When talking about global benchmarks, people use the expression "global standard." A standard means a benchmark. A benchmark is a promise that spans the economy, industry, and technology. While technological advancement can create the need for a "standard," a single standard can also drive a leap of revolutionary scale. Based on a survey of experts from industry, academia, research, and the media, the Korean Agency for Technology and Standards and ChosunBiz selected the "top 10 standards that changed the world" and the "top 10 standards that changed the lives and economy of Koreans," and reexamine the role of standards. [Editor's note]
8 a.m. on June 26, 1974. A cheerful "beep" rang out from the checkout counter at the Marsh supermarket in Troy, Ohio. It came after a store employee scanned with a machine a "black stripe" sticker attached to a pack of 10 sticks of gum. When the gum price was entered accurately at the register, applause and cheers broke out from store officials who had been watching in silence. This was the moment when barcodes, now printed more than 5 billion times a day, made their debut.
Barcodes solved shopkeepers' biggest headache of the 1970s in one stroke. Before the invention of the barcode, employees had to add up, one by one, the price tags of items customers brought to the counter. Checkout took too long and errors were frequent. Employees were also said to suffer from tendinitis. In the early 1970s, IBM engineer George Laurer created the vertical stripe barcode used today, based on earlier prototypes.

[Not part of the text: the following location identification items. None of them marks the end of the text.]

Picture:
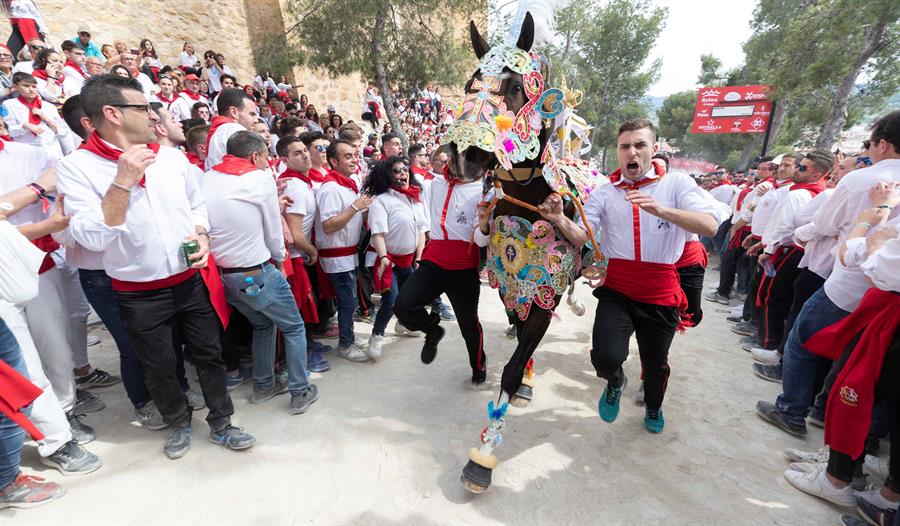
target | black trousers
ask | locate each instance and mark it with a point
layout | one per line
(617, 318)
(780, 298)
(462, 287)
(728, 268)
(692, 284)
(149, 317)
(841, 465)
(806, 284)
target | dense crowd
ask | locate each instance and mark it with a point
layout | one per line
(232, 227)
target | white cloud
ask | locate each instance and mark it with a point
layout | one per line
(695, 27)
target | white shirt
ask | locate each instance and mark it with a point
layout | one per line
(181, 108)
(818, 254)
(304, 198)
(244, 218)
(765, 208)
(611, 217)
(400, 220)
(17, 116)
(74, 80)
(461, 205)
(160, 216)
(780, 230)
(217, 142)
(846, 286)
(332, 199)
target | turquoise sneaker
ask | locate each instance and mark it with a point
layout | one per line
(654, 421)
(609, 402)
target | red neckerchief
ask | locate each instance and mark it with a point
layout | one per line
(316, 175)
(616, 176)
(232, 165)
(412, 192)
(346, 182)
(293, 174)
(77, 68)
(100, 148)
(194, 159)
(214, 125)
(814, 188)
(423, 172)
(34, 104)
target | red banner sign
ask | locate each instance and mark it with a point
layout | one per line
(732, 109)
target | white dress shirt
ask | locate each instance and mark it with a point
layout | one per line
(17, 116)
(846, 286)
(400, 220)
(612, 218)
(331, 200)
(160, 216)
(818, 254)
(304, 198)
(244, 218)
(217, 142)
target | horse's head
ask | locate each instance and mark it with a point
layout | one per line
(500, 120)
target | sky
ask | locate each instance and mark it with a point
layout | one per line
(695, 27)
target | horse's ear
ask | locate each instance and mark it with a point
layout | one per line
(526, 34)
(479, 44)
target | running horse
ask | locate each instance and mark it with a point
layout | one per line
(504, 125)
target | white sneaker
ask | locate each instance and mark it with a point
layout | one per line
(798, 455)
(374, 350)
(352, 353)
(875, 466)
(804, 467)
(817, 483)
(764, 356)
(874, 497)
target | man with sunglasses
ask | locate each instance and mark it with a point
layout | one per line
(136, 202)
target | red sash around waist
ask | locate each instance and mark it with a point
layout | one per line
(454, 254)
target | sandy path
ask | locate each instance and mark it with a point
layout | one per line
(386, 442)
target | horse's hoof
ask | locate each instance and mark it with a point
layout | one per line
(476, 478)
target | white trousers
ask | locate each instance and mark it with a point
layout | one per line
(46, 413)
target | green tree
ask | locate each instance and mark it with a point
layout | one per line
(404, 44)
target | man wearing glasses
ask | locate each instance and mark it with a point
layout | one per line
(135, 202)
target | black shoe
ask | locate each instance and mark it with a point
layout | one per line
(432, 338)
(770, 414)
(771, 373)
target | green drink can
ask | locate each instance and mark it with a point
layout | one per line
(189, 248)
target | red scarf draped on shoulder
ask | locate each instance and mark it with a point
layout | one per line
(77, 68)
(214, 125)
(346, 182)
(35, 104)
(849, 409)
(210, 274)
(233, 165)
(813, 188)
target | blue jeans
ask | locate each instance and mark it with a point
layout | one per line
(386, 309)
(802, 372)
(344, 284)
(273, 307)
(11, 435)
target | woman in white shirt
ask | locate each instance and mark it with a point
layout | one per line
(398, 222)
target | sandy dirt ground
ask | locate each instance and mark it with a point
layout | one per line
(386, 442)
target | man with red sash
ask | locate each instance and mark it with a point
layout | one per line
(761, 206)
(777, 293)
(449, 266)
(140, 207)
(338, 228)
(301, 217)
(248, 243)
(643, 218)
(237, 111)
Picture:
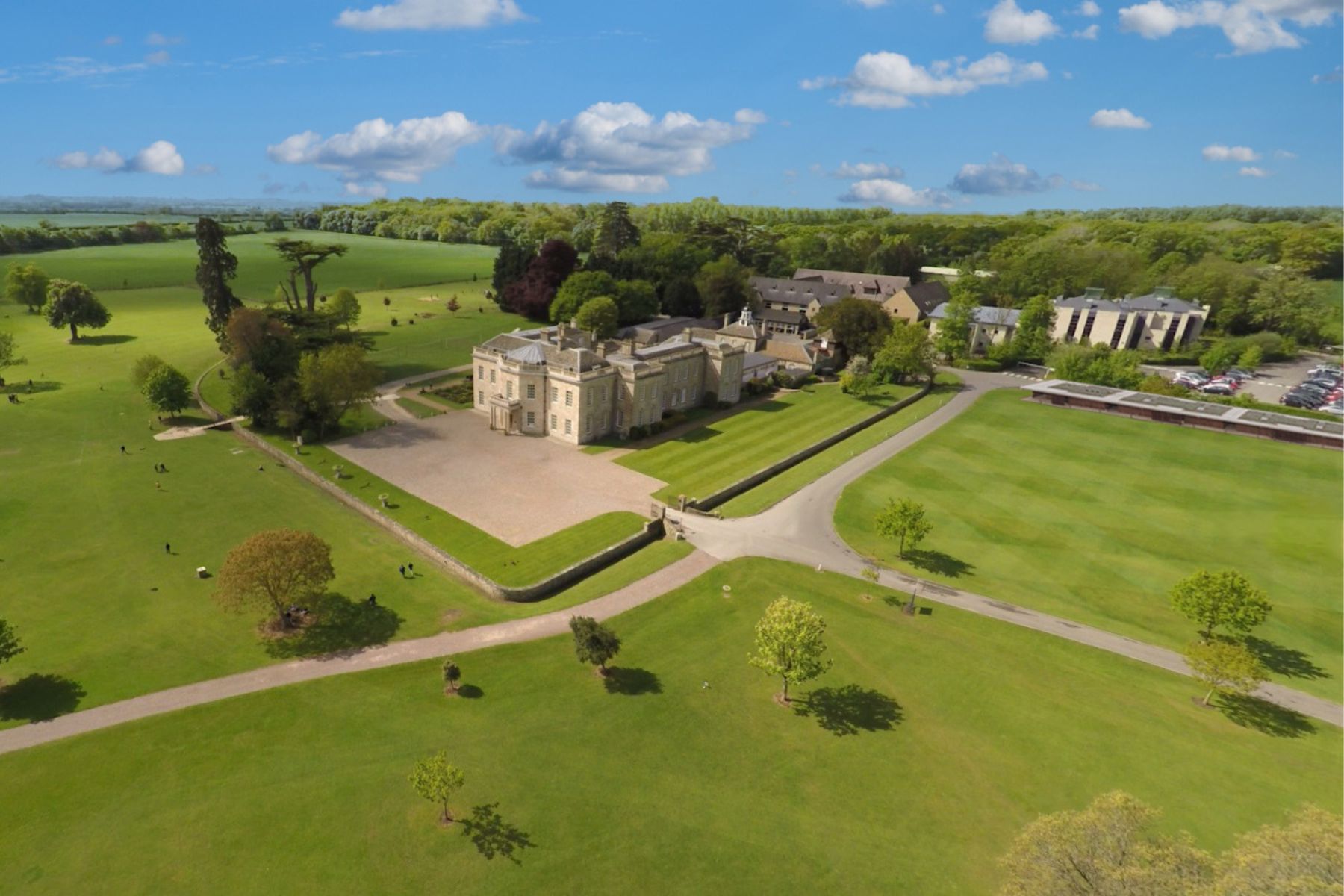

As barcodes became an international standard, the global distribution industry gained a common language. For example, the Universal Product Code (UPC), an international standard invented in the United States, consists of 12 digits. Each digit contains information about the product and the manufacturer. The barcode serves as something like a resident registration number for goods. Thanks to such barcodes, it became easier to export products made in Korea around the world. In addition, distributors were able to manage inventory more easily, improving profitability.
In the 1990s, when the global economy grew explosively, critics said even barcodes were insufficient to hold product information. In response, Denso Wave, a Japanese auto parts company, released the QR (Quick Response) code in 1994, a two-dimensional barcode that adds horizontal lines. A QR code can hold up to about 7,000 numerals or about 4,200 alphanumeric characters. As QR codes also became an international standard, scanning them with smartphones and tablets allows the same information to be accessed anywhere.
Because QR codes can hold more information than barcodes, they are used much more widely. For example, in 2020, when COVID-19 was spreading rapidly, the Korean government issued QR codes to the public to certify whether they had received a COVID vaccine. Now, scanning a QR code next to an artwork in museums and exhibition halls provides detailed information about the piece in audio or text. Food manufacturers include detailed information in QR codes about what ingredients are in a product and how its nutrients are composed. In restaurants, everything from ordering to payment can be done through a QR code.